Figure 2.

Flow cytometry–based reticulocyte-binding activity of Plasmodium vivax reticulocyte-binding protein (PvRBP) 2c and PvRBP1a recombinant fragments. (A) Flow cytometry dot plots showing the binding of rRBP2.1, rRBP2.2, rRBP2.3, rDBPRII, and PfCyRPA (top) and rRBP1.1, rRBP1.2, rRBP1.3, rRBP1.4, rRBP1.5 (bottom) with enriched reticulocytes (thiazole orange [TO] positive). Reticulocyte binding was detected using the antibodies raised against the respective recombinant proteins followed by a secondary allophycocyanin (APC)–conjugated monoclonal antibody.
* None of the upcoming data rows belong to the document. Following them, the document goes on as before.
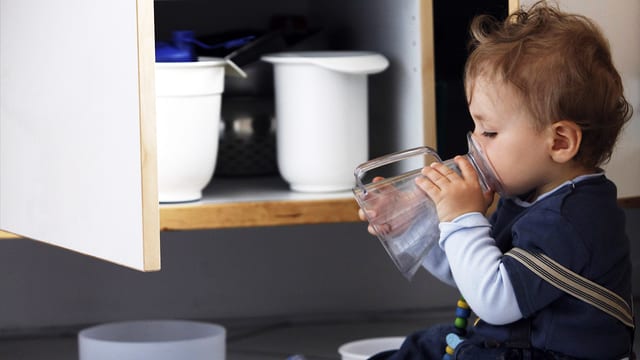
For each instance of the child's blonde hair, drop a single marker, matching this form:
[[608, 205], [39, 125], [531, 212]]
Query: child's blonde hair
[[561, 66]]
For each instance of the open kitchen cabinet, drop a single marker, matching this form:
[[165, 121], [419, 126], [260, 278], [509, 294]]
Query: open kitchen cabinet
[[77, 122]]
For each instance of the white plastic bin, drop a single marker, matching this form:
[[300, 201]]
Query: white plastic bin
[[188, 96], [153, 340], [322, 116]]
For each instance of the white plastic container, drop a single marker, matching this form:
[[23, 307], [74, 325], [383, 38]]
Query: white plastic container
[[364, 349], [153, 340], [322, 116], [188, 96]]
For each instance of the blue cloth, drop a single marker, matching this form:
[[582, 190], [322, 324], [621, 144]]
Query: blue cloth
[[580, 226]]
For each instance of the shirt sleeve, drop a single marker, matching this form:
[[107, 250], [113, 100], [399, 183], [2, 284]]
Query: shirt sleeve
[[476, 266], [437, 264]]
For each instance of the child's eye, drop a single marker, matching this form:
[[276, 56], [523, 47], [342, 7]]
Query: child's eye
[[489, 134]]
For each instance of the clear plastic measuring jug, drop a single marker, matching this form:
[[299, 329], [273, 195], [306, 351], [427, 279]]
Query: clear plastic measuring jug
[[402, 215]]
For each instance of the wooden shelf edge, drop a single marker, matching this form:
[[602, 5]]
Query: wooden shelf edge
[[268, 213], [257, 213]]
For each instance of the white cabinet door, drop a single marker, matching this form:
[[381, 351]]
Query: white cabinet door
[[77, 127]]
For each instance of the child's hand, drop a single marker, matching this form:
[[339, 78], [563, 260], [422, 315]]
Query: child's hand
[[453, 194]]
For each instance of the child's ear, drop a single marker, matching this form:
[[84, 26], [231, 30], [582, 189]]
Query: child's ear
[[566, 139]]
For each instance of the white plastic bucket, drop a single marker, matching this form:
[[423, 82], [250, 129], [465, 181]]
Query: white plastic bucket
[[153, 340], [322, 116], [188, 96], [366, 348]]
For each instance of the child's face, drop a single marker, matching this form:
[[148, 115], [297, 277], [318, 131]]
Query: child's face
[[505, 130]]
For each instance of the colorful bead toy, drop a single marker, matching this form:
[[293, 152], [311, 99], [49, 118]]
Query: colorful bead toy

Of the 3 PvRBP2c proteins, reticulocyte binding was observed for rRBP2.2 and rRBP2.1, with no binding observed for rRBP2.3. Of the 5 PvRBP1a protein constructs, reticulocyte binding was observed for rRBP1.1, rRBP1.3, and rRBP1.4, with no binding reported for rRBP1.2 and rRBP1.5. Binding of rDBPRII and PfCyRPA was analyzed as a positive and negative controls, respectively. B, Bar charts depicting the percentage reticulocyte binding of rRBP2.1, rRBP2.2, rRBP2.3, rDBPRII, PfCyRPA (top) and rRBP1.1, rRBP1.2, rRBP1.3, rRBP1.4, and rRBP1.5 (bottom). Error bars represent standard errors of the mean for 3 independent repeats. *P < .001. C, Binding of recombinant rRBP2.2 and rRBP1.1 was detected only with enriched reticulocytes and not with normal erythrocytes (red blood cells [RBCs]. rDBPRII bound with the same set of normal erythrocytes and enriched reticulocytes. Reticulocytes were enriched by magnetic sorting. Abbreviations: PfCyRPA, Plasmodium falciparum cysteine-rich protective antigen; rDBPRII, recombinant Duffy binding protein region II; rRBP, recombinant RBP.